Important invariants include:

  • mNodeLists are in registrar order;

  • mOffsets.size() == mNodeLists.size();

  • mConnectivity is sized for either internal nodes or all nodes according to the current ghost/overlap/domain-independent requirements;

  • each mConnectivity[offset + nodeID] entry has one vector per node list;

  • neighbor vectors are sorted by node id or by domain-independent key;

  • NodePairList contains each pair interaction once;

  • NodePairList order is deterministic for the active ordering mode;

  • PairwiseField size matches the active pair-list size;

  • connectivity-consuming code must not retain pairwise views across rebuilds.

Extension Guidance

When adding a new neighbor implementation:

  • implement the Neighbor virtual search methods;

  • keep search-structure ownership inside the neighbor class;

  • ensure updateNodes leaves the object valid before connectivity rebuilds;

  • preserve the meaning of gather/scatter/gather-scatter search types.

When adding a physics package that needs connectivity:

  • declare the requirement through the Physics requirement hooks;

  • request ghost, overlap, or intersection connectivity only when needed;

  • use nested connectivity when the algorithm is node-centered;

  • use NodePairList when the algorithm is pair-centered or device-oriented;

  • use PairwiseField only for data tied to the current pair list.

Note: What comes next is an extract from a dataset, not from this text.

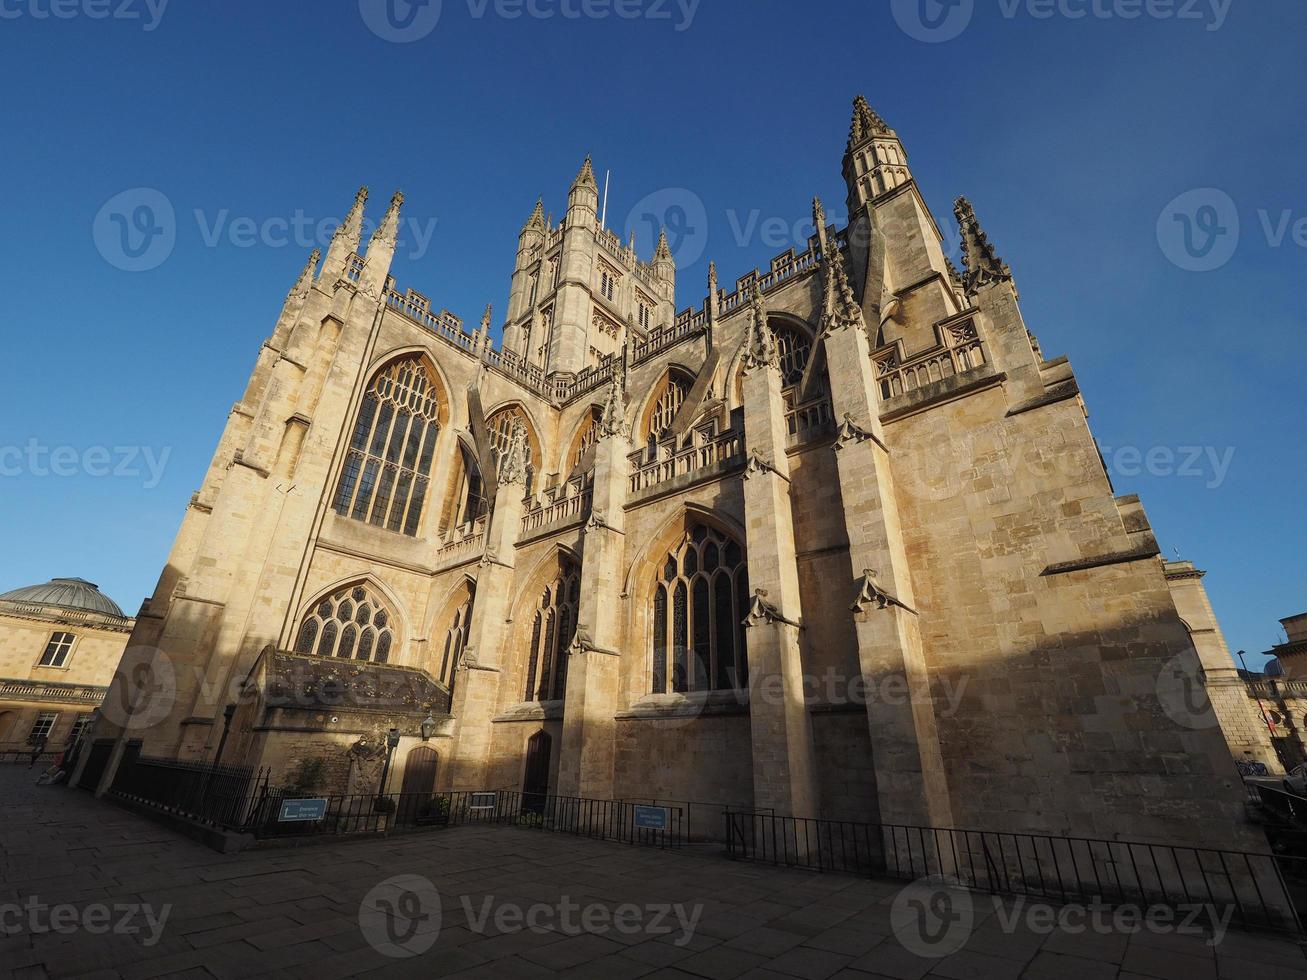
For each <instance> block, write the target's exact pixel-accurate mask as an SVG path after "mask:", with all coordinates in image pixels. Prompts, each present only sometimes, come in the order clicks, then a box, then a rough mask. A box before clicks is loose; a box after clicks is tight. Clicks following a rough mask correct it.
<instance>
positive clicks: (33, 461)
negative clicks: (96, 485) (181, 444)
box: [0, 439, 173, 490]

When adding a pair kernel:

  • use connectivityMap.nodePairList().view() for regular pair traversal;

  • capture field-list views and pair-list views by value;

  • use atomics for per-node outputs touched by multiple pairs;

  • move pairwise outputs back to CPU if host code consumes them after the kernel.

Common Failure Modes

Using connectivity before neighbors are updated

ConnectivityMap assumes each node list’s Neighbor is valid.

Retaining pairwise fields across rebuilds

PairwiseField is tied to one NodePairList. Rebuild or patch connectivity invalidates that association.

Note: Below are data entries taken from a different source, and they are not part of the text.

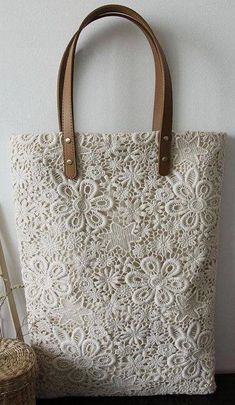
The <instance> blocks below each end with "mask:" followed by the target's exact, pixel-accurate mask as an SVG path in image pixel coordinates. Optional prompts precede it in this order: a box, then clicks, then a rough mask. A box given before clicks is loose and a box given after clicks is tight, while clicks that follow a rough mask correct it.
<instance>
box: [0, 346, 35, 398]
mask: <svg viewBox="0 0 235 405" xmlns="http://www.w3.org/2000/svg"><path fill="white" fill-rule="evenodd" d="M36 373H37V363H36V356H35V353H34V351H33V349H32V348H31V347H30V346H28V345H27V344H26V343H23V342H22V341H20V340H18V339H0V405H35V404H36V399H35V378H36Z"/></svg>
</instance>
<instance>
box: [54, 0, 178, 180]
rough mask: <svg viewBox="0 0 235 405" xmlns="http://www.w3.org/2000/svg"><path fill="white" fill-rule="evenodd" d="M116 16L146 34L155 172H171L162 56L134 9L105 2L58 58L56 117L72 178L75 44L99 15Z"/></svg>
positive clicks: (73, 178)
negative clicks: (152, 86)
mask: <svg viewBox="0 0 235 405" xmlns="http://www.w3.org/2000/svg"><path fill="white" fill-rule="evenodd" d="M108 16H118V17H123V18H127V19H128V20H130V21H132V22H134V23H135V24H136V25H137V26H138V27H139V28H141V29H142V31H143V33H144V34H145V36H146V37H147V39H148V41H149V43H150V46H151V48H152V52H153V56H154V61H155V73H156V79H155V100H154V113H153V130H155V131H159V155H158V171H159V174H160V175H167V174H168V173H169V171H170V149H171V147H170V145H171V131H172V110H173V108H172V86H171V77H170V72H169V68H168V65H167V62H166V58H165V55H164V53H163V51H162V49H161V47H160V45H159V43H158V41H157V39H156V37H155V35H154V33H153V31H152V30H151V28H150V27H149V25H148V24H147V22H146V21H145V20H144V19H143V18H142V17H141V16H140V15H139V14H137V13H136V12H135V11H134V10H132V9H130V8H128V7H125V6H121V5H115V4H111V5H105V6H101V7H99V8H97V9H95V10H94V11H92V12H91V13H90V14H89V15H88V16H87V17H86V18H85V19H84V20H83V22H82V24H81V25H80V27H79V29H78V31H77V32H76V33H75V34H74V35H73V37H72V39H71V40H70V42H69V44H68V46H67V48H66V50H65V52H64V55H63V57H62V60H61V64H60V69H59V75H58V93H57V102H58V118H59V126H60V131H62V133H63V151H64V166H65V176H66V177H68V178H71V179H74V178H76V177H77V175H78V171H77V167H76V162H77V159H76V149H75V136H74V119H73V70H74V57H75V50H76V44H77V41H78V38H79V35H80V33H81V31H82V30H83V29H84V28H85V27H86V26H87V25H88V24H90V23H91V22H92V21H95V20H97V19H99V18H102V17H108Z"/></svg>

Assuming ghost connectivity exists

Normal connectivity can store only internal-node entries. Code that queries ghost nodes must ensure ghost connectivity was requested or domain-independent mode is active.

Double-counting pair interactions

Nested neighbor lists can contain both directions. Pair-centered algorithms should use NodePairList or reproduce calculatePairInteraction logic.

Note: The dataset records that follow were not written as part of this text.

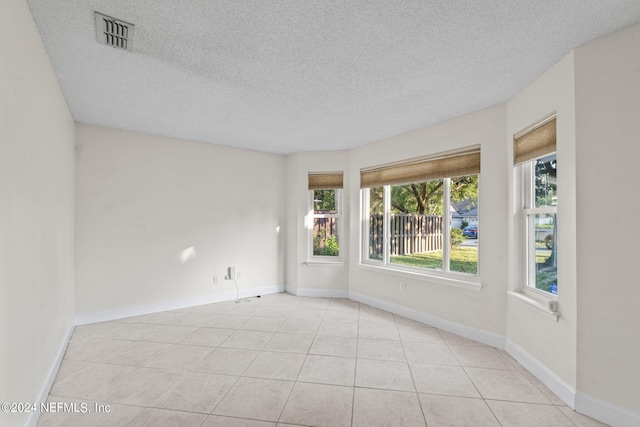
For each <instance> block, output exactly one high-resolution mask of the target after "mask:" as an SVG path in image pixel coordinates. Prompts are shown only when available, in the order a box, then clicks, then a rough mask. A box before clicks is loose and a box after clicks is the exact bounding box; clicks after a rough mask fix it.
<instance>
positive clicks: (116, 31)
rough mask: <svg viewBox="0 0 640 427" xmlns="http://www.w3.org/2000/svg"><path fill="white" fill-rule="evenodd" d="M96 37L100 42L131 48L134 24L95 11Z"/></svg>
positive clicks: (115, 47)
mask: <svg viewBox="0 0 640 427" xmlns="http://www.w3.org/2000/svg"><path fill="white" fill-rule="evenodd" d="M95 17H96V37H97V39H98V43H100V44H106V45H107V46H111V47H115V48H116V49H122V50H131V49H132V47H133V43H132V42H133V27H134V25H133V24H129V23H128V22H124V21H120V20H119V19H116V18H112V17H110V16H107V15H103V14H101V13H99V12H95Z"/></svg>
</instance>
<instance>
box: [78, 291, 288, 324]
mask: <svg viewBox="0 0 640 427" xmlns="http://www.w3.org/2000/svg"><path fill="white" fill-rule="evenodd" d="M284 290H285V287H284V285H274V286H267V287H263V288H253V289H243V290H240V294H239V297H240V298H251V297H255V296H257V295H269V294H276V293H279V292H284ZM235 299H236V293H235V292H225V293H223V294H216V295H203V296H198V297H191V298H184V299H179V300H172V301H163V302H159V303H152V304H142V305H135V306H130V307H124V308H116V309H113V310H105V311H98V312H95V313H83V314H78V315H76V317H75V325H77V326H79V325H88V324H91V323H98V322H106V321H109V320H117V319H124V318H126V317H133V316H141V315H144V314H151V313H158V312H161V311H168V310H177V309H180V308H187V307H195V306H198V305H205V304H212V303H215V302H224V301H233V300H235Z"/></svg>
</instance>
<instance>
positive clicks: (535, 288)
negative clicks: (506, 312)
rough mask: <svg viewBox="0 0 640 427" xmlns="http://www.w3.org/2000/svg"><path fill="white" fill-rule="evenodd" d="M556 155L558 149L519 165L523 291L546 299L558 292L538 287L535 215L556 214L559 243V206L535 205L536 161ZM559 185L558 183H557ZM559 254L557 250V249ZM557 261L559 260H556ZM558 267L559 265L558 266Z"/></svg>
mask: <svg viewBox="0 0 640 427" xmlns="http://www.w3.org/2000/svg"><path fill="white" fill-rule="evenodd" d="M550 155H555V156H556V159H557V151H552V152H550V153H546V154H544V155H541V156H538V157H536V158H533V159H531V160H528V161H526V162H524V163H521V164H519V165H518V167H519V168H520V178H521V180H522V186H521V196H520V210H521V230H522V231H521V236H522V240H521V242H522V245H523V246H524V260H523V263H522V265H523V272H522V278H523V279H522V280H523V281H522V285H521V291H522V292H523V293H524V294H526V295H528V296H530V297H533V298H534V299H539V298H540V297H542V298H543V299H544V300H557V298H558V295H557V293H556V294H554V293H552V292H547V291H544V290H542V289H538V288H537V287H536V228H535V220H534V218H535V215H537V214H552V215H555V224H556V236H555V240H556V243H555V244H557V221H558V206H557V203H556V205H555V206H543V207H536V206H535V203H536V202H535V197H536V196H535V166H534V165H535V163H536V162H537V161H538V160H539V159H541V158H544V157H548V156H550ZM556 185H557V184H556ZM556 256H557V251H556ZM556 262H557V261H556ZM556 268H557V267H556Z"/></svg>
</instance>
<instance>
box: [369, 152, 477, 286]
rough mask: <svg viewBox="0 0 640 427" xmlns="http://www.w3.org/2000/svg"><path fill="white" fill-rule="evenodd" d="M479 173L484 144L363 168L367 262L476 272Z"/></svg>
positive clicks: (471, 273)
mask: <svg viewBox="0 0 640 427" xmlns="http://www.w3.org/2000/svg"><path fill="white" fill-rule="evenodd" d="M479 171H480V150H479V148H473V149H469V150H466V151H464V152H458V153H452V154H444V155H440V156H437V157H431V158H426V159H417V160H412V161H408V162H405V163H401V164H394V165H388V166H382V167H377V168H371V169H364V170H362V171H361V187H362V206H363V247H364V251H363V262H365V263H371V264H379V265H383V266H388V267H393V268H398V269H410V270H418V271H423V272H425V271H429V270H431V271H439V272H445V273H464V274H471V275H477V273H478V234H477V228H478V226H477V224H478V217H477V215H478V178H479V174H478V173H479ZM456 207H458V209H460V210H463V211H464V213H466V214H468V216H467V217H466V220H471V221H473V223H474V225H475V233H474V234H473V235H468V236H465V235H464V234H465V231H464V230H463V229H464V228H465V227H466V226H467V225H469V223H468V222H467V221H463V220H462V219H460V218H459V216H458V215H457V214H458V212H457V210H456ZM461 207H463V208H461ZM454 214H456V215H455V218H454ZM454 219H455V221H454Z"/></svg>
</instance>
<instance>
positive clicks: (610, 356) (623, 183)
mask: <svg viewBox="0 0 640 427" xmlns="http://www.w3.org/2000/svg"><path fill="white" fill-rule="evenodd" d="M639 46H640V25H635V26H633V27H630V28H627V29H625V30H623V31H620V32H618V33H615V34H613V35H611V36H609V37H605V38H602V39H599V40H596V41H594V42H591V43H589V44H586V45H584V46H582V47H580V48H578V49H576V51H575V61H576V128H577V144H576V145H577V153H576V157H577V194H578V215H577V218H576V220H577V221H576V227H577V229H578V234H577V245H578V265H577V272H578V331H577V336H578V343H577V345H578V367H577V368H578V378H577V382H578V391H579V392H580V393H584V394H586V395H589V396H592V397H594V398H596V399H601V400H605V401H608V402H610V403H611V404H613V405H618V406H621V407H624V408H628V409H631V410H633V411H635V413H636V416H637V418H636V419H635V420H636V422H640V415H639V414H640V391H639V390H640V388H639V385H640V364H639V363H638V360H639V358H640V310H639V309H638V308H639V301H640V280H639V279H638V272H637V271H636V268H635V267H636V266H637V263H638V244H637V240H638V239H637V238H636V237H635V233H634V228H635V227H636V226H637V224H638V222H640V221H638V212H640V201H639V199H638V181H639V180H638V159H640V49H639ZM629 425H631V424H629ZM634 425H637V424H634Z"/></svg>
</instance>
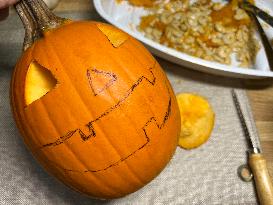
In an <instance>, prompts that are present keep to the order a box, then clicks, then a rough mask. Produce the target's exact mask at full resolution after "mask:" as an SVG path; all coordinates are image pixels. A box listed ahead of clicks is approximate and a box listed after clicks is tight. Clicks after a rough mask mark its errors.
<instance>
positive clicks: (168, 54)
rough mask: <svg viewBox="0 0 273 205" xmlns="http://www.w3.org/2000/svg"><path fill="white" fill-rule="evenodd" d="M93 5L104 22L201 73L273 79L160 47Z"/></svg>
mask: <svg viewBox="0 0 273 205" xmlns="http://www.w3.org/2000/svg"><path fill="white" fill-rule="evenodd" d="M93 4H94V7H95V9H96V11H97V12H98V14H99V15H100V16H101V17H102V18H104V19H105V20H106V21H108V22H109V23H111V24H113V25H114V26H116V27H118V28H119V29H121V30H123V31H125V32H126V33H128V34H130V35H131V36H133V37H134V38H136V39H137V40H139V41H141V42H142V43H144V44H146V45H147V46H149V47H151V48H152V49H156V50H157V51H159V52H161V53H164V54H165V55H168V56H170V57H172V58H176V59H179V60H182V61H186V62H187V63H188V64H193V65H196V66H202V67H203V69H200V71H202V72H205V71H204V69H209V70H210V71H208V72H213V70H214V71H216V72H222V75H225V73H226V76H229V77H236V78H240V77H242V76H231V75H232V74H239V75H244V77H249V78H253V77H258V78H266V77H269V78H273V72H272V71H268V70H266V71H265V70H254V69H246V68H239V67H232V66H227V65H223V64H221V63H217V62H210V61H207V60H203V59H201V58H198V57H194V56H191V55H188V54H185V53H182V52H179V51H176V50H175V49H172V48H169V47H166V46H164V45H161V44H159V43H157V42H154V41H152V40H150V39H148V38H146V37H144V36H142V35H139V34H137V33H135V32H134V31H132V30H130V29H127V28H126V27H125V26H122V25H121V24H119V23H118V22H116V21H114V20H113V18H110V16H109V15H108V14H107V13H106V12H104V10H103V8H102V4H101V0H93ZM181 56H182V57H181ZM161 57H162V56H161ZM196 61H198V63H196ZM172 63H175V64H179V63H177V62H173V61H172ZM180 65H181V64H180ZM219 66H221V67H219ZM186 68H190V69H193V68H192V67H190V66H186ZM194 70H198V69H194Z"/></svg>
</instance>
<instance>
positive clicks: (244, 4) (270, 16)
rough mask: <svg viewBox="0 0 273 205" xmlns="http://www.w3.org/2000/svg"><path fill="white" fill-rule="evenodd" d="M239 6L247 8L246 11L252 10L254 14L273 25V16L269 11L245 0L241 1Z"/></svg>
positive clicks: (241, 7) (256, 15) (265, 21)
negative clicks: (268, 11) (264, 9)
mask: <svg viewBox="0 0 273 205" xmlns="http://www.w3.org/2000/svg"><path fill="white" fill-rule="evenodd" d="M239 6H240V7H241V8H242V9H244V10H246V11H250V12H252V13H253V14H255V15H256V16H258V17H260V18H261V19H263V20H264V21H265V22H266V23H268V24H269V25H270V26H272V27H273V17H272V16H270V15H269V14H268V13H266V12H265V11H263V10H262V9H260V8H258V7H257V6H255V5H253V4H252V3H250V2H248V1H246V0H243V1H241V2H240V3H239Z"/></svg>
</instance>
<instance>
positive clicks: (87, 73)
mask: <svg viewBox="0 0 273 205" xmlns="http://www.w3.org/2000/svg"><path fill="white" fill-rule="evenodd" d="M86 76H87V79H88V82H89V86H90V88H91V90H92V92H93V94H94V95H95V96H97V95H98V94H100V93H101V92H103V91H104V90H106V89H107V88H109V87H110V86H112V85H113V84H114V82H115V81H116V80H117V76H116V74H114V73H111V72H107V71H103V70H98V69H95V68H94V69H88V70H87V74H86Z"/></svg>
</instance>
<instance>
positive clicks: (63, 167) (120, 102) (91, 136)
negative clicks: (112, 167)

Breaking deterministic order

Sorting by raw node id in domain-independent mode defeats the stored ordering. Use keys or existing map traversal helpers.

Ignoring overlap/intersection cost

These structures are substantially more expensive than base connectivity. Request them only through package requirements that truly need them.

Relationship to the Other Design Docs

Simulation Lifecycle and Main Loop explains when ghost and connectivity updates occur during startup and each step.

Integrator and State Update Model explains how physics package requirements cause the integrator to request connectivity.

Value/View and Device Execution Model explains the owner/view pattern used by NodePairList and PairwiseField.

Current Device-Facing Object Families identifies NodePairList and PairwiseField as current device-facing object families.

Neighbor Family and Usage explains the Neighbor base class, TreeNeighbor, NestedGridNeighbor, and how neighbor search feeds ConnectivityMap.

RAJA/CHAI Execution Patterns explains how NodePairListView is used in RAJA pair kernels.